Since N=6, substitute 6 for N in the equation \(\frac{x – 3}{5} = N\), which gives \(\frac{x – 3}{5} = 6\).

Multiplying both sides of \(\frac{x – 3}{5}) = 6\) by 5 gives \(x – 3 = 30\)

and then adding 3 to both sides of \(x – 3 = 30\) then, \( x = 33\)

2- **C**

Method 1: Plugin the values of \(x\) and \(y\) provided in the options into both equations.

\( (4,3) → x+y=0→4+3≠0\)

\((5,4) → x+y=0→5+4≠0\)

\((4,-4) →x+y=0→4+(-4)=0\)

\((4,-6) →x+y=0→4+(-6)≠0\)

Only option C is correct.

3- **B**

The total number of pages read by Sara is 3 (hours she spent reading) multiplied by her rate of reading: \(N \ \frac{pages}{hour }× 3hours = 3N\)

Similarly, the total number of pages read by Mary is 4 (hours she spent reading) multiplied by her rate of reading:

\(M \space \frac{pages}{hour}× 4hours =4M \)

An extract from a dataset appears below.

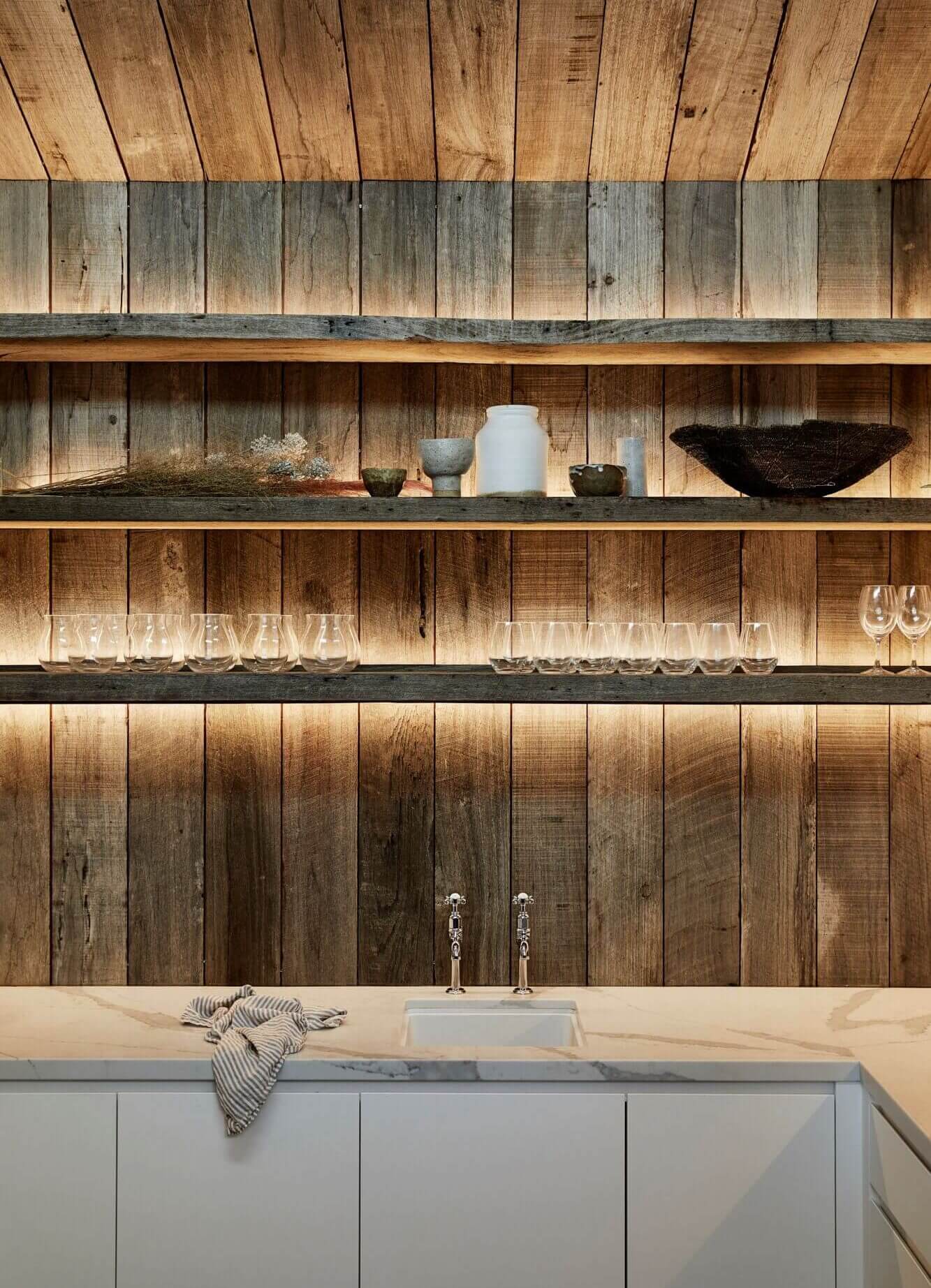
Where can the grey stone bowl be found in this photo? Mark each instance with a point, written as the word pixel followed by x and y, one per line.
pixel 445 460
pixel 379 482
pixel 597 480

the total number of pages read by Sara and Mary is the sum of the total number of pages read by Sara and the total number of pages read by Mary: \(3N+4M\)

4- **C**

First, find the equation of the line. All lines through the origin are of the form \(y = mx\), so the equation is \(y=\frac{1}{3}x\). Of the given choices, only choice C (9,3), satisfies this equation:

\(y=\frac{1}{3}x→3=\frac{1}{3}(9)=3\)

5- **C**

First find the value of b, and then find \(f(3)\).

Since \(f(2) = 35\), substuting 2 for \(x\) and 35 for \(f(x)\) gives (35=b(2)^2+15=4b+15).

Solving this equation gives b = 5. Thus

\( f(x)=5x^2+15\)

\(f(3)=5(3)^2+15→f(3)=45+15\)

\( f(3)=60\)

6- **C**

You can find the possible values of a and b in \((ax + 4)(bx + 3)\) by using the given equation \(a + b = 7\) and finding another equation that relates the variables a and b.

Since \((ax+4)(bx+3)=10x^2+cx+12\), expand the left side of the equation to obtain \(abx^2+4bx+3ax+12=10x^2+cx+12\)

Since ab is the coefficient of \(x^2\) on the left side of the equation and 10 is the coefficient of \(x^2\) on the right side of the equation, it must be true that \(ab=10\)

The coefficient of x on the left side is \(4b + 3a\) and the coefficient of \(x\) in the right side is c. Then:

\(4b+3a=c\)

\(a + b = 7\), then: \(a = 7 – b\)

Now, plug in the value of a in the equation \(ab = 10\). Then:

\(ab=10→(7-b)b=10→7b-b^2=10\)

Add \(-7b+b^2\) both sides. Then:

\(b^2-7b+10=0\)

Solve for \(b\) using the factoring method.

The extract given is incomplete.